Bereits vor zwei Jahren stellten Philips und das amerikanische Unternehmen E Ink Corporation den voll funktionsfähigen Prototyp eines Displays auf rein organischer Grundlage vor. Dieser war drei Zehntel Millimeter dünn, flexibel wie Papier, extrem leicht und praktisch unzerbrechlich, so die Hersteller. Nun könnten erste Endprodukte entwickelt werden. Der Einsatzbereich dafür reiche von elektronischen Landkarten bis zu elektronischen Zeitungen. Schon in den nächsten zwei Jahren könnte laut Philips die Massenproduktion des papierähnlichen Displays gestartet werden.

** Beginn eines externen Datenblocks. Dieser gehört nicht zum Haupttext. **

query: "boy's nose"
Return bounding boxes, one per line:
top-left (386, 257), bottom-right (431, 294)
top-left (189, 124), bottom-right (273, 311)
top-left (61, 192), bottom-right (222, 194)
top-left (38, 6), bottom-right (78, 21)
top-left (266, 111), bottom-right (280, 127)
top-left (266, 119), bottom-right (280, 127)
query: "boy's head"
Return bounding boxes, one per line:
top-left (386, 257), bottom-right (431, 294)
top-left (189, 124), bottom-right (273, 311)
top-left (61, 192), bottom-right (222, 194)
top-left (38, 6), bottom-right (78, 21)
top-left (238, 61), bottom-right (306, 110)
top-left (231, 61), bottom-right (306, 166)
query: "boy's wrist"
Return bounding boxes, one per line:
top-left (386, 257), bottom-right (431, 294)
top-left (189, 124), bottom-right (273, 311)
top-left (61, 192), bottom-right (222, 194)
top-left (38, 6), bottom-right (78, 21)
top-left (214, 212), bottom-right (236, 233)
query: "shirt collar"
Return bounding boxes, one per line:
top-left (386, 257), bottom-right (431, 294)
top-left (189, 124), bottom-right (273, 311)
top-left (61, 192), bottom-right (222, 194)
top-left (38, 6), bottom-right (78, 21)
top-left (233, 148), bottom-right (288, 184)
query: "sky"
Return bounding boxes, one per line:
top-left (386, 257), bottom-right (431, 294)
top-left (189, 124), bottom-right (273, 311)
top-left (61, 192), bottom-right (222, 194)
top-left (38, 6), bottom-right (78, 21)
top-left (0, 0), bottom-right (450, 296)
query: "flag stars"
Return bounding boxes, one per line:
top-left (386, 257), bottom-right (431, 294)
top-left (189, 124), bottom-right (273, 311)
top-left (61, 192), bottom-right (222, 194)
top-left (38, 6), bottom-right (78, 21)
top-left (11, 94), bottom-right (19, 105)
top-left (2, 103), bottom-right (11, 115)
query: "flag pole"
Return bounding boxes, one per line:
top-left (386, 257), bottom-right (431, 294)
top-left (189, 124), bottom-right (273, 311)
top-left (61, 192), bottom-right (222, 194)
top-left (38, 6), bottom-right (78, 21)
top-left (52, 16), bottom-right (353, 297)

Das unter der Produktbezeichnung PV-QML5 vorgestellte Schwarzweiß-Display aus Kunststoff soll so dünn und biegsam wie Papier sein und auf einer Diagonalen von fünf Zoll über 320 x 240 Bildpunkte verfügen. In ausgeschaltetem Zustand lasse es sich auf 1,5 Zentimeter zusammenrollen. Mit vier Graustufen und einem Kontrast von 10 zu 1 ist es praktisch unter allen Bedingungen gut lesbar – auch bei hellem Tageslicht.
Displays auf Polymerbasis sind, so Philips, ein neuer Meilenstein in der Entwicklung der Bildschirmtechnologie. Im Gegensatz zu klassischen Displays bestehen sie fast ausschließlich aus organischen Materialien, die in zwei Schichten organisiert sind. In der einen befindet sich elektronische Tinte aus Kunststoff-Teilchen, in der anderen sind winzig kleine Dünnfilmtransistoren (TFTs) angeordnet, die die Weiß und Schwarz-Anteile der elektronischen Tinte aktivieren. Bei negativer Ladung erscheinen die Kunststoff-Teilchen in weißer, bei positiver Ladung in schwarzer Färbung. So sollen Bilder von hervorragender Schärfe entstehen.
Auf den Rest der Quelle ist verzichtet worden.